The Mets will most likely ring Judge’s line this offseason, because that is what top-spending teams do. Will the conversations be serious? That depends on whether or not the Mets are willing to take the risk of becoming top-heavy offensively at the expense of losing the best pitcher in baseball, and probably the best closer as well. The reward however could be potentially the most electric and powerful lineup in team history. Yes, the Mets certainly are in the thick of contention right now and that is where the focus should remain. Still, it is hard not to think about what will be one of the most impactful free agency periods of the Cohen era.

As of the writing of this, Judge has 57 home runs
Judge turned down a $213 million extension from the Yankees
deGrom is likely to opt out of his current deal with the Mets

6 comments on “Contemplating Aaron Judge to the Mets

  • Footballhead

    Not interested in having Judge if it means losing Diaz & Nimmo.

  • BoomBoom

    I also think it wouldnt be worth losing the players listed above. Not sure Judge makes us that much better in light of who would no longer be on the team. Mets need to focus on locking in Nimmo and figuring out their pitching for next season. Thr offense shpuld be fine then with most of the close minor league reinforcements coming on the offensive side.

    Degrom, Nimmo, and Diaz may cost close to 500 million alone depending on length of contract.

  • Mike W

    As much as I like deGrom, he is a big risk with his injury history and age. What are the chances we resign Nimmo Diaz and deGrom.
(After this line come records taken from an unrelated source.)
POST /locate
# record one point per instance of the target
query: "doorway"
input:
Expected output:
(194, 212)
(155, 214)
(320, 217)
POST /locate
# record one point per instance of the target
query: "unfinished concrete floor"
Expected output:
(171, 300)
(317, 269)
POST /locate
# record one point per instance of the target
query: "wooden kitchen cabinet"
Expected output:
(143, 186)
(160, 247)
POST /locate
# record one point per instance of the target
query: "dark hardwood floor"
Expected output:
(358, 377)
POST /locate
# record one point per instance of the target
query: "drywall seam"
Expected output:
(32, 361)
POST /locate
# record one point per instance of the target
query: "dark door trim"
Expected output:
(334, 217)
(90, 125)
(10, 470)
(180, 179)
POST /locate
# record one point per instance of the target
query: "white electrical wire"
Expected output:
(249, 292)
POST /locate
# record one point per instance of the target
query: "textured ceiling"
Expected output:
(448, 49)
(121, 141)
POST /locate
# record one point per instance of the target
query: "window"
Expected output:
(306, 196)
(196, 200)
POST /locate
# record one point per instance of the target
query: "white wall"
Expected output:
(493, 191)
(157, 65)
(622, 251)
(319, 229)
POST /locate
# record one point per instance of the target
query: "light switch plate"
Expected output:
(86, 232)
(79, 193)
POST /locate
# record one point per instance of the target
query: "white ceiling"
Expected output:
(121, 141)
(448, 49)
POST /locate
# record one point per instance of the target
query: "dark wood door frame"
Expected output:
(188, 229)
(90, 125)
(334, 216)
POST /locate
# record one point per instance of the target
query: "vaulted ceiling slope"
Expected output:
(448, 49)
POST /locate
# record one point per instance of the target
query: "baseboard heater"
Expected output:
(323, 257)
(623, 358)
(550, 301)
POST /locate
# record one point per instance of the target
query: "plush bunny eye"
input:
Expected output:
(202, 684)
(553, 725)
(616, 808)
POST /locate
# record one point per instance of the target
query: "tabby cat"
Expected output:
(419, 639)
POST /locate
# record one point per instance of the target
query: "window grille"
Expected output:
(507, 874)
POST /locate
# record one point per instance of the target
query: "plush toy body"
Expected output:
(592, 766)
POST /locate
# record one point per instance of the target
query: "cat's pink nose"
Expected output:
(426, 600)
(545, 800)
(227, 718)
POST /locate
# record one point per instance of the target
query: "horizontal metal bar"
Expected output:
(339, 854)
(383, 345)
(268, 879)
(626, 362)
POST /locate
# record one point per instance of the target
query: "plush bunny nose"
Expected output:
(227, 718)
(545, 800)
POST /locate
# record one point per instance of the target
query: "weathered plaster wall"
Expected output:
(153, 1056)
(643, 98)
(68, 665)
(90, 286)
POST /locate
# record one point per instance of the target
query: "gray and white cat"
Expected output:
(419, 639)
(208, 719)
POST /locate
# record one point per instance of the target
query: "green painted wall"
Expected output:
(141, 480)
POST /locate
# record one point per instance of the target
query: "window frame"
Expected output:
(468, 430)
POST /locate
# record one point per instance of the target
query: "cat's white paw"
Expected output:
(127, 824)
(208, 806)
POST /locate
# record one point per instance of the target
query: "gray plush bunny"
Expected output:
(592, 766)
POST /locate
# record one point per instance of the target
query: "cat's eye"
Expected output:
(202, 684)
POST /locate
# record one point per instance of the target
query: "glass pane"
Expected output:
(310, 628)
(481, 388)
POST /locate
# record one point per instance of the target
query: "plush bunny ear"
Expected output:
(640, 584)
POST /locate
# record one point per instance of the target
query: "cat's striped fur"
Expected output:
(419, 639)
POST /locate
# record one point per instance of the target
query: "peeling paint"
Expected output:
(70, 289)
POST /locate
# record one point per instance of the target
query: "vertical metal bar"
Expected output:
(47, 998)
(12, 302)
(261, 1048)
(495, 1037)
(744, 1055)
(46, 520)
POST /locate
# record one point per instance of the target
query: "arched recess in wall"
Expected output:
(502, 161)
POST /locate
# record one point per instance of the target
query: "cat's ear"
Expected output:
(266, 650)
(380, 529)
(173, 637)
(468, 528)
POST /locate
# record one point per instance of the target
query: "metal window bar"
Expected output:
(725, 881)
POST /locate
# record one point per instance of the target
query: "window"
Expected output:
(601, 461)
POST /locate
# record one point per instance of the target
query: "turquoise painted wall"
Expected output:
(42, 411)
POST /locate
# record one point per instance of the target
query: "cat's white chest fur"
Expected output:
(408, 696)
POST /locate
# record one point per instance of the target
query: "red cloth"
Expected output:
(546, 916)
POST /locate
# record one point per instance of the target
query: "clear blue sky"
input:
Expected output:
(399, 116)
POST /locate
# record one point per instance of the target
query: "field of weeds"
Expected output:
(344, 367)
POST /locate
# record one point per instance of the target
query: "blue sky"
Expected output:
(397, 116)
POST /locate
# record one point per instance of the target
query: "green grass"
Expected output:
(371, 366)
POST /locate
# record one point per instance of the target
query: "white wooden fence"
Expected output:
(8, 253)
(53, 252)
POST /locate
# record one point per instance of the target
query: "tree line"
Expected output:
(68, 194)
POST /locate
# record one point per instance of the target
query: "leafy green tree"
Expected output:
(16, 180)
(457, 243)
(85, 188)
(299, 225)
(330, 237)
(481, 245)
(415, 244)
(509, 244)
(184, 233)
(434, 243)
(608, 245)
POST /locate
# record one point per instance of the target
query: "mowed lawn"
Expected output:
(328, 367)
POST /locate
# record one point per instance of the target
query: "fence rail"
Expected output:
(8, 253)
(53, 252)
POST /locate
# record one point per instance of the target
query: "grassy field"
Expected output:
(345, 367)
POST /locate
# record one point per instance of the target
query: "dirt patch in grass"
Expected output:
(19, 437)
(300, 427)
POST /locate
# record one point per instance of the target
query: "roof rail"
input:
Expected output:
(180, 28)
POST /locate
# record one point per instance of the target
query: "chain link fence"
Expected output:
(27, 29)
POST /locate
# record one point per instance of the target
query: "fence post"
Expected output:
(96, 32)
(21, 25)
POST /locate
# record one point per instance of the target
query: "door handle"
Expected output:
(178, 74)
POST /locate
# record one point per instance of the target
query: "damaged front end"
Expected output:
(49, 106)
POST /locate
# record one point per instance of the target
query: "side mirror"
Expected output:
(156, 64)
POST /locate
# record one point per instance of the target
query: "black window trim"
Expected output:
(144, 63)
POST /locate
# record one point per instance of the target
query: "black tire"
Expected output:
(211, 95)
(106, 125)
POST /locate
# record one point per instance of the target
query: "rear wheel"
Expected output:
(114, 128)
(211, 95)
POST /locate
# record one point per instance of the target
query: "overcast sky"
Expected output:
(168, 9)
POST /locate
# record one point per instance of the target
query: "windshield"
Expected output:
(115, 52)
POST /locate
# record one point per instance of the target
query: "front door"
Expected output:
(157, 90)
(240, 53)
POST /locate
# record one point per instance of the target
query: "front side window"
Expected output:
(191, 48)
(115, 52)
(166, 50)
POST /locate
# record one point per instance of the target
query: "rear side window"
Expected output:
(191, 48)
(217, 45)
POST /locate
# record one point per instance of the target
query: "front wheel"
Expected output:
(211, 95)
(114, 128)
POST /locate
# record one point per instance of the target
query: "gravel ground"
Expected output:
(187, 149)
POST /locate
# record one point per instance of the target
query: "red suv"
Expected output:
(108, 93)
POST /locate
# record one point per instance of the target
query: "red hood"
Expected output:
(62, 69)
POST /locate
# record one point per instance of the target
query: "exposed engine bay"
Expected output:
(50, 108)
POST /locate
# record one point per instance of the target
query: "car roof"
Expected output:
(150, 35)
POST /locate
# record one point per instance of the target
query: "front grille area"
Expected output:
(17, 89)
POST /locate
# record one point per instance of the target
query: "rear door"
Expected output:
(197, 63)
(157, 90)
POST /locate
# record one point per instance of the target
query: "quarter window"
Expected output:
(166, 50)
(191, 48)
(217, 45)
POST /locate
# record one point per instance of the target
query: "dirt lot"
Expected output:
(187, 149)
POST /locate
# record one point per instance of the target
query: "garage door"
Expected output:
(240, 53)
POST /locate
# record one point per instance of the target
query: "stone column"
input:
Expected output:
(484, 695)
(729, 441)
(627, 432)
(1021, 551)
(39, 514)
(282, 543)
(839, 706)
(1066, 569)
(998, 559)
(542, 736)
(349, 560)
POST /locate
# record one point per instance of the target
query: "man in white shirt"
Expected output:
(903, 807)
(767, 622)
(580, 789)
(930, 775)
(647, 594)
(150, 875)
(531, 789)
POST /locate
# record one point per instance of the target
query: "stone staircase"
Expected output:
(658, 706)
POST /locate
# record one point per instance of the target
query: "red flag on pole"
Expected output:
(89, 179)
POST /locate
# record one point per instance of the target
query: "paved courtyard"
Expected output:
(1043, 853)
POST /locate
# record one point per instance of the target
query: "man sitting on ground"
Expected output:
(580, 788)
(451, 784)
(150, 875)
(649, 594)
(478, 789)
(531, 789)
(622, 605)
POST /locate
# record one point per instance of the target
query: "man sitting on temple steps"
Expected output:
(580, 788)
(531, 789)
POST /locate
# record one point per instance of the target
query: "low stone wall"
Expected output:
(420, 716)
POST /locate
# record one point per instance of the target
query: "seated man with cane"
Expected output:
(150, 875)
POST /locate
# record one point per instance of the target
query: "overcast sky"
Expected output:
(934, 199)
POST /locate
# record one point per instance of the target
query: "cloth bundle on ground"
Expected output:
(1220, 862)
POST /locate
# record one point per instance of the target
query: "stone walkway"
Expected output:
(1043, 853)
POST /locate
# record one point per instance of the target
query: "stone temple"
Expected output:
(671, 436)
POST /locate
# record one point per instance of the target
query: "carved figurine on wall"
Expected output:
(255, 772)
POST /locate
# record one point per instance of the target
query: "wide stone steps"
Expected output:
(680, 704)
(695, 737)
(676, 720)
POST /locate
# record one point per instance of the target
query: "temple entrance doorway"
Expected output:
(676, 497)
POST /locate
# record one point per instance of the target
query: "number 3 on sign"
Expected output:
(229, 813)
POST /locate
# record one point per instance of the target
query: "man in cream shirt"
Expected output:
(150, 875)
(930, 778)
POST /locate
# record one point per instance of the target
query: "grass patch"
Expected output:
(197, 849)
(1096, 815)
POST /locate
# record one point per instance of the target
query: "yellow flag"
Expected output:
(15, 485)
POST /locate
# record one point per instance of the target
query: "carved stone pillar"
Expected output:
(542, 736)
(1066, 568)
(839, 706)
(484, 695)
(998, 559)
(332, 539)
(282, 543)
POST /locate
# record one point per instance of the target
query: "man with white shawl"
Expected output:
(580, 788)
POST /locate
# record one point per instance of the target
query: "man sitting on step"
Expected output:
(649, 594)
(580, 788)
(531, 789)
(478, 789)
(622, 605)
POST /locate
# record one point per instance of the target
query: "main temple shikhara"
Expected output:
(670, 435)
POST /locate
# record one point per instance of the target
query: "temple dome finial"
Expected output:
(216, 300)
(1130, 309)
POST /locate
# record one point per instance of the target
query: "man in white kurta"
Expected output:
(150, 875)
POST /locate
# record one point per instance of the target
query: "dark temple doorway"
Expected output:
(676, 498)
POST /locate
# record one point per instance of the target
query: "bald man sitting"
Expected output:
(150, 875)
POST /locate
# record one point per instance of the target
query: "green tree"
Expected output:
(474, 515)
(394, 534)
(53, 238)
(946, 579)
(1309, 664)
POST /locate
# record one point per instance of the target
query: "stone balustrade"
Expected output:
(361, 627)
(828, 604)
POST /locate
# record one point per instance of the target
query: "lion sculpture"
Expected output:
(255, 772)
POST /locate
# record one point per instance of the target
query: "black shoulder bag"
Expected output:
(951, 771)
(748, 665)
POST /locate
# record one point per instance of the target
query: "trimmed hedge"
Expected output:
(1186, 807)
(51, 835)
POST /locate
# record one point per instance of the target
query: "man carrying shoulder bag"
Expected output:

One or two of these players will get overpaid by some not the Mets. Signing 30 year old Judge would be a huge coup.

    Mets have got to be crafty this coming offseason to pick up a young starter or two. And that may cost a Mauricio or Baty.

  • TexasGusCC

    Dalton, great piece and a thought all Mets fans must have had at some point this year.

    I agree with Mike about signing players long term on the wrong side of 30, but I am about to really piss everyone off. Judge has mostly been injury prone: think Giancarlo Stanton. Stanton has been great when on the field, but we all know his story. Judge has been the same. Too, I would only sign Nimmo to a fair and short term deal and not a penny more, maybe 3/$50. I would be very aggressive with DeGrom because he is a game changer and I feel his health issues aren’t reflective of his prior history.

    As for the offense, Cahna can play CF and McNeil can go to LF but the Mets stand to lose alot of pitching. The pitching needs to be strong. The offense revolves around Lindor, Marte and Alonso, anyways. Yesterday SNY showed a stat that in Mets wins Alonso has hit .324 but in loses .168, and has 90% of his RBI’s in wins. What exactly has Nimmo brought to the table this year anyway? He has been ok with the glove and about average with the bat because he swings early in the count to get homeruns so Scott Boras can get him the contract Conforto expected.

    Offer Judge 3/$150 with a performance option; the Yankees aren’t going that high anyway. I wouldn’t commit to more, and he probably wants 10 years at some number that I won’t even type. I prefer to start playing the kids (Vientos/Baty) and stop hanging onto yesterday.

    • Jack Susser

      No way Judge signs a 3 year deal only . That’s wishful thinking! Maybe not 10 year deal , but at least 6 or 7

      • Brian Joura

        Judge is 30 – I would have guessed a couple of years younger than that. But if Cano could get a 10-year deal, it might not be off the table for Judge, too. Agree that a 3-year deal is a fantasy.